Not everything is ideal. Most data centers still sit outside Europe, and “open” means different things to different organizations. But the direction is right. A world where capable AI runs on your own hardware, with published weights and transparent training, is a much better world for digital autonomy than one where all inference routes through a handful of closed API providers. We’re not there yet, but the trajectory is encouraging.


Git Version Control

Exception № 4

GitLab also remains for now. GitLab is headquartered in the US but offers self-hosted options, and the company has long had a strong commitment to transparency and open source. A self-hosted instance is on the roadmap, but moving source control is a more significant undertaking than most of these migrations.

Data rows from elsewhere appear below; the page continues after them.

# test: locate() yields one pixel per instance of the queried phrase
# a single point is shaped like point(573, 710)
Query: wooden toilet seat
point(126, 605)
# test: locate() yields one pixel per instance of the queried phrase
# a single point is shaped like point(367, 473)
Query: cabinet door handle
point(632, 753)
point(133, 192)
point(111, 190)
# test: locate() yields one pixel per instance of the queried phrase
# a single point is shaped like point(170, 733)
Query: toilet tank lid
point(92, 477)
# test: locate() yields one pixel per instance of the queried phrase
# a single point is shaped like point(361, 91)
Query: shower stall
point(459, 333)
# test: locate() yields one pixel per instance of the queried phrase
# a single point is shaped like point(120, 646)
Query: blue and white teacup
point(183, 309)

GitHub stays in the picture for one specific purpose: public-facing NPM packages and issue tracking for open source software. When you publish a package or maintain public tooling, GitHub is where developers expect to find it. The network effects are real, it’s where the forks, stars, and issue reports come from. For the public-facing surface of open source work, there’s no meaningful sovereignty concern and a lot of practical upside.


Was it worth it?

The practical friction was real but manageable. Most migrations were an afternoon of work: update a credential here, point a DNS record there, export and import some data. A few took longer. None were catastrophic. All in all it took longer than expected, but most time was spent in researching and planning when to do what. Two months in, everything is running without incident. No fires, no regrets.

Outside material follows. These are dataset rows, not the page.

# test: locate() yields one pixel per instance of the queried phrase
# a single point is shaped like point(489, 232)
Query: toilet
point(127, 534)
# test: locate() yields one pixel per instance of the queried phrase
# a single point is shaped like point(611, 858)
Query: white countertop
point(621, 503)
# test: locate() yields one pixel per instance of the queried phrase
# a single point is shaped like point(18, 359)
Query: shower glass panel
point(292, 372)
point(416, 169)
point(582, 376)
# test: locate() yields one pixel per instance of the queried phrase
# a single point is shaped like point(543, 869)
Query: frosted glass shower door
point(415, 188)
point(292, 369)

Digital sovereignty isn’t about paranoia. It’s about being conscious about your infrastructure, where you decide who holds your data, who can reach it, and what happens when politics shift. The tools are there. The ecosystem is mostly mature. The only thing that was stopping me was inertia. It’s entirely possible to run a reliable, capable, professional digital stack mostly from European infrastructure. This migration was proof of that.